Herbert Grönemeyer erhält Nationalpreis und kritisiert Politiker scharf
Clara HofmannHerbert Grönemeyer erhält Nationalpreis und kritisiert Politiker scharf
Der Sänger Herbert Grönemeyer ist mit dem Nationalpreis für sein gesellschaftliches Engagement ausgezeichnet worden. Der 70-jährige Künstler nutzte seine Dankesrede, um Politiker für ihre mangelnde Kommunikation mit der Bevölkerung in den vergangenen zwei Jahrzehnten zu kritisieren.
Grönemeyer verglich die aktuelle Kommunikationspolitik der Ampelkoalition mit einer chaotischen Verkehrsampel. Besonders nannte er dabei die Bundeskanzler Angela Merkel und Olaf Scholz, denen er fehlenden Dialog und Schweigen vorwarf. Der jährlich von der Deutschen Nationalstiftung verliehene Preis ehrt Persönlichkeiten und Organisationen, die sich für eine demokratische Gesellschaft einsetzen, und ist mit 50.000 Euro dotiert.
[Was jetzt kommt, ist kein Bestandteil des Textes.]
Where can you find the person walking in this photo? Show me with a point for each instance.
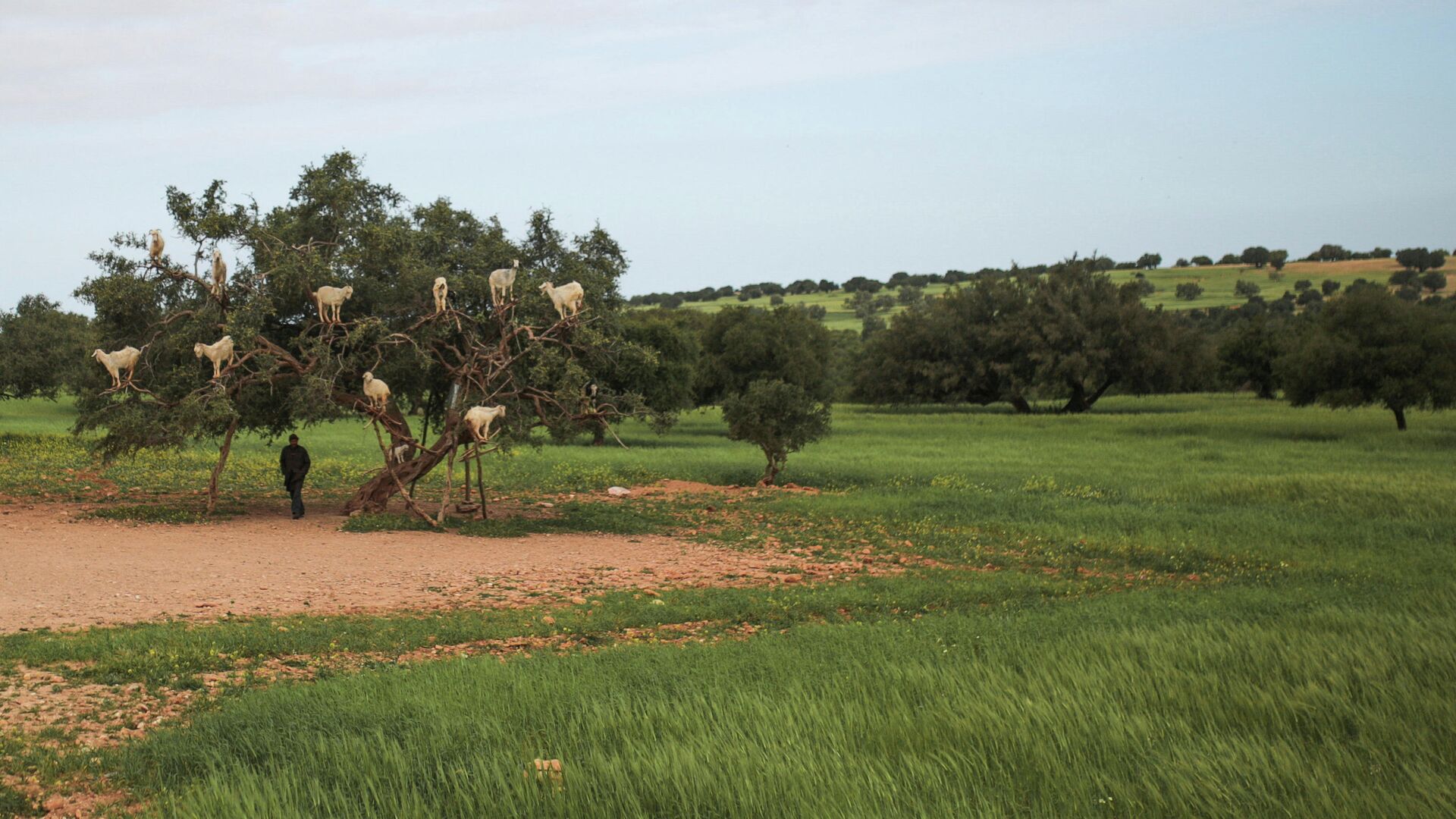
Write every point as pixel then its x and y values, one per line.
pixel 293 461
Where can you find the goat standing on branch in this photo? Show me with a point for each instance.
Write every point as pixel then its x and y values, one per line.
pixel 218 352
pixel 124 359
pixel 503 283
pixel 329 300
pixel 479 420
pixel 155 245
pixel 376 391
pixel 441 292
pixel 566 297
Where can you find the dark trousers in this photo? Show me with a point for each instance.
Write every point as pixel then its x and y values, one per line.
pixel 296 491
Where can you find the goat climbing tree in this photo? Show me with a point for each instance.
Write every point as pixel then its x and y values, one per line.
pixel 293 369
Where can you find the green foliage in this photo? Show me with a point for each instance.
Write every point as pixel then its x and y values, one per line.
pixel 1248 353
pixel 1420 260
pixel 1188 290
pixel 780 417
pixel 745 344
pixel 1369 347
pixel 42 349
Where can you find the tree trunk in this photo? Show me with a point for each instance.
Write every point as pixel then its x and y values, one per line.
pixel 228 447
pixel 1078 403
pixel 375 494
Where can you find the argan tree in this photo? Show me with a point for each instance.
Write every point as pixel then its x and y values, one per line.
pixel 293 369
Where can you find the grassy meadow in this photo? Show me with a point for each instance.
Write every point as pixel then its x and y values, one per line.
pixel 1216 280
pixel 1169 607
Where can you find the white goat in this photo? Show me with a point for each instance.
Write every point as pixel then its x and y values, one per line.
pixel 331 297
pixel 124 359
pixel 479 420
pixel 218 273
pixel 441 290
pixel 566 297
pixel 376 391
pixel 218 352
pixel 503 281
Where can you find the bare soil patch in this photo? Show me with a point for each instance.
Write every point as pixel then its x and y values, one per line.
pixel 63 572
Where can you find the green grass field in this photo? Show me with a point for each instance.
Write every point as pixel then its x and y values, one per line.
pixel 1218 284
pixel 1175 607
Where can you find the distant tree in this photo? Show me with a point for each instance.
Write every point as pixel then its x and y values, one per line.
pixel 1188 290
pixel 862 283
pixel 1369 347
pixel 42 349
pixel 780 417
pixel 1250 352
pixel 746 344
pixel 1310 297
pixel 1420 260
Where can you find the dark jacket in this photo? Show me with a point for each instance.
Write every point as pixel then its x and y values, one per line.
pixel 293 461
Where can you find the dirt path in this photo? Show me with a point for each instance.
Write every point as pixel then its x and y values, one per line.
pixel 63 573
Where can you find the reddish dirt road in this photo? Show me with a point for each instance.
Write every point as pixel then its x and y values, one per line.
pixel 63 573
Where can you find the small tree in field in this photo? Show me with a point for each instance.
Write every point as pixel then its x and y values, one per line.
pixel 1370 347
pixel 780 417
pixel 1188 290
pixel 42 349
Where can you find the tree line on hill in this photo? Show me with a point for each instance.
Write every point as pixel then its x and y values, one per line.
pixel 1256 257
pixel 1055 340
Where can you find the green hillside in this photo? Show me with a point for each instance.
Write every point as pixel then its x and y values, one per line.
pixel 1218 287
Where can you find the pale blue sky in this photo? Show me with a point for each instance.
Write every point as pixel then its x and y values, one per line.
pixel 750 142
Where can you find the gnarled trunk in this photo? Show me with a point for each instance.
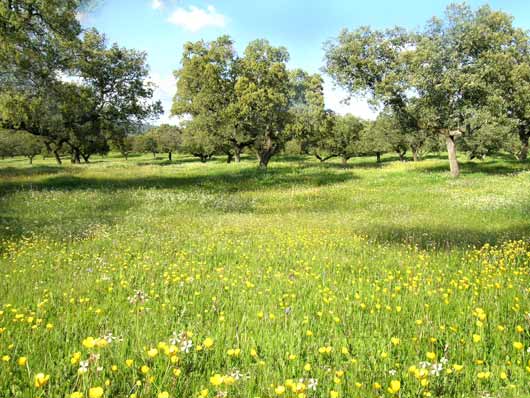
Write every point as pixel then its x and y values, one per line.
pixel 451 154
pixel 265 154
pixel 523 154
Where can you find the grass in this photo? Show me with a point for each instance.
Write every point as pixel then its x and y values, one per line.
pixel 357 277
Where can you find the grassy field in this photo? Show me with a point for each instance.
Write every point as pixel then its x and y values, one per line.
pixel 149 279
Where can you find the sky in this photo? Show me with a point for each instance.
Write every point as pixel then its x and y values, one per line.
pixel 161 27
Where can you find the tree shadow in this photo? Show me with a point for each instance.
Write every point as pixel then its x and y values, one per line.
pixel 444 237
pixel 30 171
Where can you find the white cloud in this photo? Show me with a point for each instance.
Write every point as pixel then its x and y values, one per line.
pixel 334 98
pixel 195 19
pixel 166 86
pixel 157 4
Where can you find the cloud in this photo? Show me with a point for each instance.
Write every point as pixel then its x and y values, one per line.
pixel 334 97
pixel 166 86
pixel 157 4
pixel 194 19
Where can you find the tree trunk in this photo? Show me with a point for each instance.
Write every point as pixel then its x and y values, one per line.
pixel 451 153
pixel 57 157
pixel 523 155
pixel 75 158
pixel 266 153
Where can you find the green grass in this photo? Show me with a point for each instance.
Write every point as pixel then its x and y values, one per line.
pixel 254 260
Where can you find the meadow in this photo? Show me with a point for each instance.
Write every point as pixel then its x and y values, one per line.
pixel 145 278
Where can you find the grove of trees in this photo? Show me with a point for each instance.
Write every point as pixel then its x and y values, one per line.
pixel 460 82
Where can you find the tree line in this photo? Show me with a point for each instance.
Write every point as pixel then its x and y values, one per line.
pixel 462 81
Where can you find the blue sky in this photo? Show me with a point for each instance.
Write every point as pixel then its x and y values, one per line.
pixel 161 27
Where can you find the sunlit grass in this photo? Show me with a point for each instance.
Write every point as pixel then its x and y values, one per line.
pixel 307 280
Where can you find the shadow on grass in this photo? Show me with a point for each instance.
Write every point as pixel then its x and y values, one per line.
pixel 446 237
pixel 227 181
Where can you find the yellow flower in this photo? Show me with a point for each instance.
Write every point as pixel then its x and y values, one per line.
pixel 153 352
pixel 458 368
pixel 395 386
pixel 40 380
pixel 95 392
pixel 483 375
pixel 216 379
pixel 89 342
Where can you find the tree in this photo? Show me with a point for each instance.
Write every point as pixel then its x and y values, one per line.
pixel 311 123
pixel 262 98
pixel 197 140
pixel 346 135
pixel 433 80
pixel 206 89
pixel 169 139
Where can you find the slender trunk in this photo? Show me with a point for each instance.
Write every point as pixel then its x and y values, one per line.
pixel 523 155
pixel 451 153
pixel 57 157
pixel 266 153
pixel 75 157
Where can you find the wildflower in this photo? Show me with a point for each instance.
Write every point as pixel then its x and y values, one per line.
pixel 395 386
pixel 40 380
pixel 95 392
pixel 153 352
pixel 216 379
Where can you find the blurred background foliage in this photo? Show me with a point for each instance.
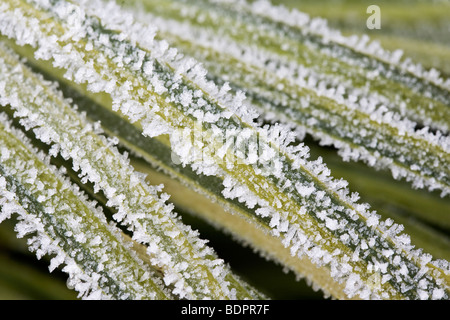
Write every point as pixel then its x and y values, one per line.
pixel 422 30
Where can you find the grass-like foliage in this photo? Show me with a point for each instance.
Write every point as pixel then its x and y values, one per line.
pixel 247 114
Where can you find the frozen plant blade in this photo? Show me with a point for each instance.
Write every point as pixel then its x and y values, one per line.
pixel 174 249
pixel 61 222
pixel 162 93
pixel 360 124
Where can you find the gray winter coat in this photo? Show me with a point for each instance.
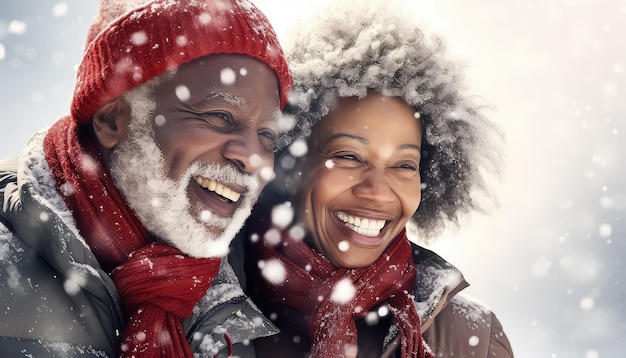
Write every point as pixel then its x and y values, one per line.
pixel 56 301
pixel 453 325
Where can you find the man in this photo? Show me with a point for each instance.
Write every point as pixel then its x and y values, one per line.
pixel 114 220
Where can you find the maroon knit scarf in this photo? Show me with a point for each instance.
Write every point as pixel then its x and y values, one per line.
pixel 310 281
pixel 159 285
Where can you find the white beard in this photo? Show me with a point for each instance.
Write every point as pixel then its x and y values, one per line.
pixel 161 203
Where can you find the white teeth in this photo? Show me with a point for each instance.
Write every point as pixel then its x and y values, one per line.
pixel 362 226
pixel 218 188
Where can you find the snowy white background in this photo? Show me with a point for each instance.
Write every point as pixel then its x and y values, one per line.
pixel 550 260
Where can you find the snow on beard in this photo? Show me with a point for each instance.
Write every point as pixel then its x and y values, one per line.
pixel 162 205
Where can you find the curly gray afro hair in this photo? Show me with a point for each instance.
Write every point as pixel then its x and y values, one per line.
pixel 353 50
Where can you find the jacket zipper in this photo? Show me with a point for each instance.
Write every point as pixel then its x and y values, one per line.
pixel 210 312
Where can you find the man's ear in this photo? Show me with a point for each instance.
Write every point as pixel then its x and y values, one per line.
pixel 110 123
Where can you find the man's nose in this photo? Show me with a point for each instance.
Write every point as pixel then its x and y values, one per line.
pixel 246 152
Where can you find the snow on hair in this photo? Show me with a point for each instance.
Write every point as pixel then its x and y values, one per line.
pixel 352 50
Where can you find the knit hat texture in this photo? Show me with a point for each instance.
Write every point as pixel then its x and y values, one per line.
pixel 132 41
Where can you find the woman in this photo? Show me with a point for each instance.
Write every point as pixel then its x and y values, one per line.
pixel 397 145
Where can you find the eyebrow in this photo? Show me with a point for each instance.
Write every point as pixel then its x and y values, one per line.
pixel 215 98
pixel 366 141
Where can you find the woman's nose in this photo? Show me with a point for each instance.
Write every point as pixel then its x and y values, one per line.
pixel 375 187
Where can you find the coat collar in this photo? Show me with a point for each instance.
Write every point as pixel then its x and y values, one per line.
pixel 437 282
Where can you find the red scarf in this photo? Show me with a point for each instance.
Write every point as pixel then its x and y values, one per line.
pixel 309 283
pixel 159 285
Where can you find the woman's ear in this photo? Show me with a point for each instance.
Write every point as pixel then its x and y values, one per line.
pixel 110 123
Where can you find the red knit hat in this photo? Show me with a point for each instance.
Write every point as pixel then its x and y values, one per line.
pixel 132 41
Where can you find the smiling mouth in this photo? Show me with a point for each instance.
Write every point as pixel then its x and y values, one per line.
pixel 362 226
pixel 218 188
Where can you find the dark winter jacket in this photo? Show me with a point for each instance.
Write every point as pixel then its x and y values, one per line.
pixel 453 325
pixel 56 301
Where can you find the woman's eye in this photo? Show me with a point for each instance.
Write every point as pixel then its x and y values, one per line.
pixel 347 156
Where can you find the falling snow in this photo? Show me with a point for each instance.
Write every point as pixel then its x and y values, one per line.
pixel 553 69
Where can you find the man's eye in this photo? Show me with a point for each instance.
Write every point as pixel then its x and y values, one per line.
pixel 407 166
pixel 219 120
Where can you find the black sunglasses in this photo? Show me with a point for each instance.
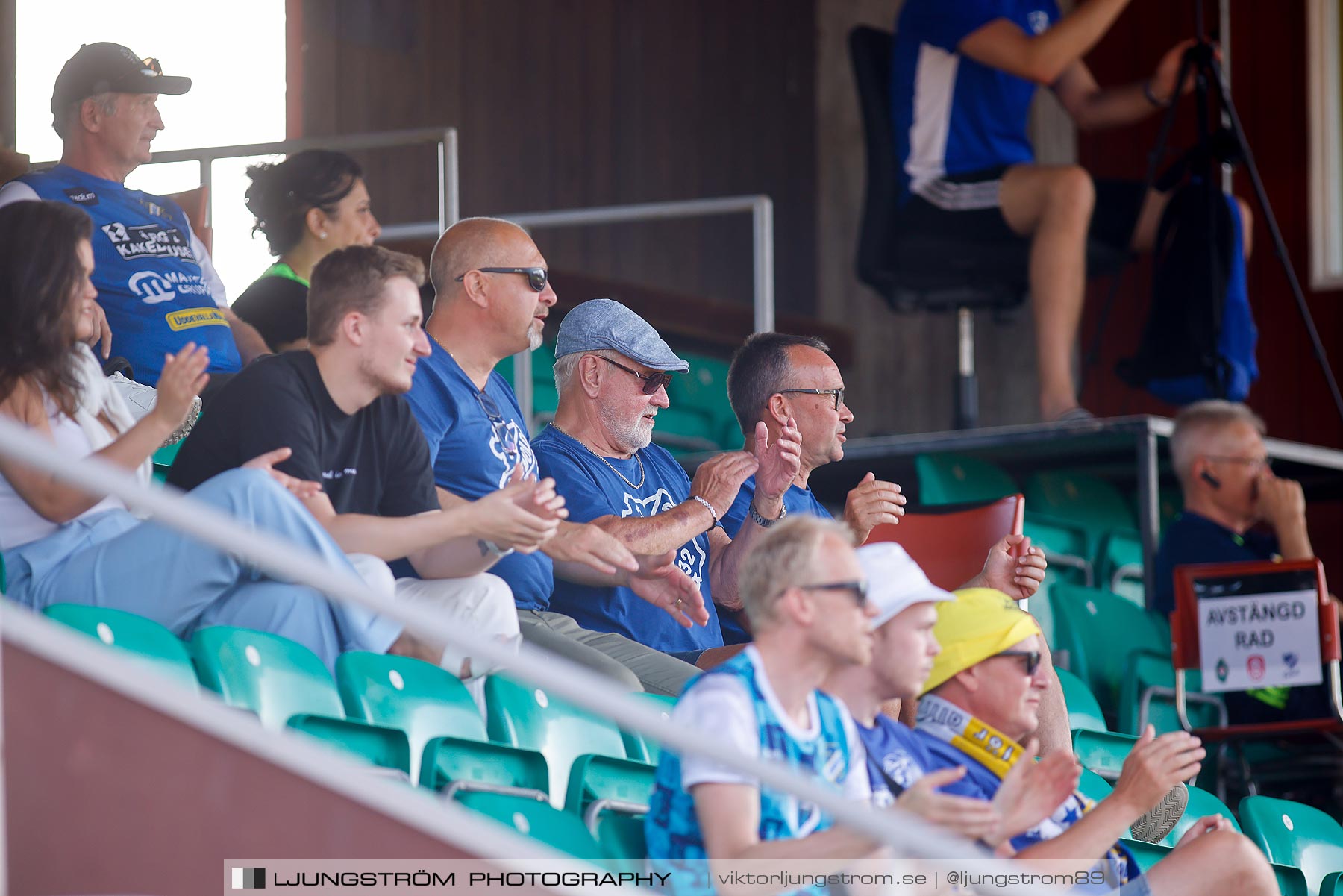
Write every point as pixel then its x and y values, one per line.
pixel 1032 659
pixel 857 589
pixel 651 382
pixel 536 277
pixel 837 392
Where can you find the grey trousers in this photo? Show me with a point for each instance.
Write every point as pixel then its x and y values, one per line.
pixel 627 662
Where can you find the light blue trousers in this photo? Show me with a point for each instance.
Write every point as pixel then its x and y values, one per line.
pixel 113 560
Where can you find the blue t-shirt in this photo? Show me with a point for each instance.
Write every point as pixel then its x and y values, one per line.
pixel 797 500
pixel 591 489
pixel 895 754
pixel 1195 539
pixel 672 827
pixel 951 114
pixel 475 456
pixel 982 783
pixel 154 281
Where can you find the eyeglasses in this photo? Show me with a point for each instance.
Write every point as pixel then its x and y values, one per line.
pixel 857 589
pixel 498 427
pixel 1256 463
pixel 837 392
pixel 1032 659
pixel 536 277
pixel 651 382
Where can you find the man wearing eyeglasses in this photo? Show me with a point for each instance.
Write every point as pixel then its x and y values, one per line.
pixel 980 701
pixel 1229 486
pixel 154 276
pixel 611 371
pixel 807 599
pixel 493 296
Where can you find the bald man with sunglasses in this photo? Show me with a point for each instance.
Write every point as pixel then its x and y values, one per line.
pixel 492 300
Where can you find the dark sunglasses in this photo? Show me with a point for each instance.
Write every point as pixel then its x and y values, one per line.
pixel 1032 659
pixel 536 277
pixel 839 394
pixel 651 382
pixel 857 589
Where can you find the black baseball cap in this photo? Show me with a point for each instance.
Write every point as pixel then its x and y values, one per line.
pixel 101 67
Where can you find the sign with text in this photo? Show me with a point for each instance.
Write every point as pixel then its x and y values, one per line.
pixel 1262 639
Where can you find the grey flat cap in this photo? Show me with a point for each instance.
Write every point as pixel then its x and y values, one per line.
pixel 604 323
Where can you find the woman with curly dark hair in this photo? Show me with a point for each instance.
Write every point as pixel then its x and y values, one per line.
pixel 308 206
pixel 60 545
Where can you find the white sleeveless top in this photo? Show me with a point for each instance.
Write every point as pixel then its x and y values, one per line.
pixel 75 438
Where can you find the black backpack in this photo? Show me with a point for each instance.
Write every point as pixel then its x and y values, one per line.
pixel 1200 336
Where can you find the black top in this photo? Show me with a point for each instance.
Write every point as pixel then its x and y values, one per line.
pixel 1195 539
pixel 374 461
pixel 277 307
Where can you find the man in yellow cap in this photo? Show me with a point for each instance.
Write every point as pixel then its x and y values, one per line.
pixel 982 699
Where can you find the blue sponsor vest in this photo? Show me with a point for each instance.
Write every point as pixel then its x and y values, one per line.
pixel 147 275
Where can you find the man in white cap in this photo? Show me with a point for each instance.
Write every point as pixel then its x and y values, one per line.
pixel 154 275
pixel 900 768
pixel 982 698
pixel 611 372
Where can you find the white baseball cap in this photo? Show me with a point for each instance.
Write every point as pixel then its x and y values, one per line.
pixel 895 580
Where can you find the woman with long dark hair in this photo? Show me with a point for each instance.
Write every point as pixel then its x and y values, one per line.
pixel 60 545
pixel 308 206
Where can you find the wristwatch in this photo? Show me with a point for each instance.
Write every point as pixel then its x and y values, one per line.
pixel 490 550
pixel 759 520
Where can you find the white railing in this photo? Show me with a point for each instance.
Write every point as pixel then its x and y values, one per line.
pixel 575 684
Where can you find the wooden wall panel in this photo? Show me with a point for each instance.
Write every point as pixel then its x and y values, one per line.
pixel 567 104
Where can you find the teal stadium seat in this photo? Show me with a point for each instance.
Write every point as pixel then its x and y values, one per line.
pixel 287 686
pixel 959 478
pixel 1300 836
pixel 1083 711
pixel 1101 630
pixel 137 636
pixel 539 820
pixel 448 742
pixel 525 716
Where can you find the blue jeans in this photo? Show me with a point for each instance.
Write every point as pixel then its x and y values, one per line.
pixel 114 560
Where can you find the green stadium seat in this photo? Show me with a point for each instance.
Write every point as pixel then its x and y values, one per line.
pixel 448 742
pixel 1101 630
pixel 287 686
pixel 959 478
pixel 537 820
pixel 1295 835
pixel 1099 508
pixel 1153 674
pixel 520 715
pixel 621 839
pixel 1083 711
pixel 639 748
pixel 134 634
pixel 1148 855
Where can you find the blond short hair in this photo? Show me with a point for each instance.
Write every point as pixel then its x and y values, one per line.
pixel 1197 424
pixel 782 558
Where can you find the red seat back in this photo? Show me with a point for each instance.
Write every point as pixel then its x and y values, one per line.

Er rief die Zivilgesellschaft auf, eine Vorreiterrolle bei der Schaffung einer Bewegung gegenseitiger Unterstützung zu übernehmen. Als Beispiel für gelungene Zusammenarbeit führte er die Fußballer Felix Nmecha und Aleksandar Pavlović an, die auf dem Platz Teamgeist zeigten. Als Vertreter der Babyboomer-Generation betonte Grönemeyer zudem seine Verantwortung für die kommenden Generationen.
Seine Rede endete mit einem optimistischen Appell. Er lehnte Zukunftsängste ab und ermutigte die Menschen, Herausforderungen mit Zuversicht zu begegnen.
Der Nationalpreis würdigt Grönemeyers langjähriges gesellschaftliches Engagement. Seine Kritik an der politischen Kommunikation und sein Aufruf zu mehr bürgerlichem Handeln haben öffentliche Aufmerksamkeit erregt. Die mit dem Preis verbundenen 50.000 Euro unterstreichen die Anerkennung seiner Arbeit.